«Und d i e Arbeit hier können Sie tun?» sagte Maulbeere, abwechselnd und erstaunt bald die leichte, schmächtige Gestalt, und die sonst so feinen, jetzt fettbeschmutzten Hände des jungen Mannes, bald die schweren Pork- und Mehlfässer betrachtend, die um ihn her aufgestapelt lagen.
«Der Mensch kann alles, was er m u ß », lachte der junge Mann. «Früher hab’ ich es freilich selber nicht für möglich gehalten, jetzt aber geht es, und alles berücksichtigt, sogar vortrefflich, denn ich verdiene, außer der Kost, einen Dollar den Tag, und befinde mich vollkommen wohl und gesund dabei.»
«Und Ihre Frau?»
«Pflegt zuhause das Kind und weint und lacht, wenn sie mich in diesem Aufzug ankommen sieht. – Ich habe sie aber noch nicht bewegen können, einmal mit dem Kleinen hier herunterzukommen und unserer Arbeit zuzusehen – sie meint, es bräche ihr das Herz.»

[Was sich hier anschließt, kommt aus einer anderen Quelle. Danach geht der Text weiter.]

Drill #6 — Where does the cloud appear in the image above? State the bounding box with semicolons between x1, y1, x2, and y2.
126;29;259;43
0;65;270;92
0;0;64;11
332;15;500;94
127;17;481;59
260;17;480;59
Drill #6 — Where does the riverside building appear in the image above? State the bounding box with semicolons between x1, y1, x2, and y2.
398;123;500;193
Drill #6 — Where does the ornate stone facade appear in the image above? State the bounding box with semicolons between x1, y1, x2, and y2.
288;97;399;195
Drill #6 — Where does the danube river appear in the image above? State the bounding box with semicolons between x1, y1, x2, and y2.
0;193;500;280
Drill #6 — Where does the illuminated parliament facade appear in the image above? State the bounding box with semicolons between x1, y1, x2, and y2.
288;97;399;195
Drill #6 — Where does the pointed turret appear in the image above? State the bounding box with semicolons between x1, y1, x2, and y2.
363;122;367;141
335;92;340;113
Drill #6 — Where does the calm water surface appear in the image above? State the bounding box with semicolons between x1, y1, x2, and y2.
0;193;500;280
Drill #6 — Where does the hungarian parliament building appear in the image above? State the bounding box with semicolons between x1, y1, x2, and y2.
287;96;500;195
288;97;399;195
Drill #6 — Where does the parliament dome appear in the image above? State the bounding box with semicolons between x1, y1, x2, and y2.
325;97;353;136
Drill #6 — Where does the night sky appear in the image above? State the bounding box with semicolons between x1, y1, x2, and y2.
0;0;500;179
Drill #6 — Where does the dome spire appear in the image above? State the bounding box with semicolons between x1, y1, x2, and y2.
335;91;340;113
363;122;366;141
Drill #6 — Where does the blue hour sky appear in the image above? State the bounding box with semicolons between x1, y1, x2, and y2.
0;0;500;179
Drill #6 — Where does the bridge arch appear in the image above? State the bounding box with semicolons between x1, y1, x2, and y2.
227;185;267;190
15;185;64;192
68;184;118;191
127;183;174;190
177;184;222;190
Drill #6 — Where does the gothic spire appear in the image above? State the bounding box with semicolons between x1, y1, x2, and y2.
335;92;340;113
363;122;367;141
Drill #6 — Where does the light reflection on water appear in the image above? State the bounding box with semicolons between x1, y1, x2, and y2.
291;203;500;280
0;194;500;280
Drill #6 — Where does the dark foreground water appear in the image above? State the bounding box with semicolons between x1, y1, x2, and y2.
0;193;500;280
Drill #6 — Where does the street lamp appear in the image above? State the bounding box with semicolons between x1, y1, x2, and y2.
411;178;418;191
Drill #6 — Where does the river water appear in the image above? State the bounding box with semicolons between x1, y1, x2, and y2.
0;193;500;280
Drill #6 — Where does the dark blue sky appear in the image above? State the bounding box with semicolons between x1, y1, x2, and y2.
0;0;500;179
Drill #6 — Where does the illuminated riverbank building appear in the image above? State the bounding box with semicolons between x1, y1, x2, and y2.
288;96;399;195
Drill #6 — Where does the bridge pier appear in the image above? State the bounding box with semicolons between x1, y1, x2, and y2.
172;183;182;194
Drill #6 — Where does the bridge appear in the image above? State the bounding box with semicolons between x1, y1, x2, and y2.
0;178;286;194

«Bah», sagte Maulbeere kopfschüttelnd, «wenn S i e sich nicht den Rücken bei den verdammt schweren Fässern brechen, glaube ich nicht, daß Gefahr für Ihrer Frau Herz zu fürchten ist, aber – was Leichteres wäre mir doch auch lieber. Ich weiß nicht, den Begriff Amerika habe ich mir anders gedacht, als Fässer gepökelten Schweinefleisches bergauf zu kollern.»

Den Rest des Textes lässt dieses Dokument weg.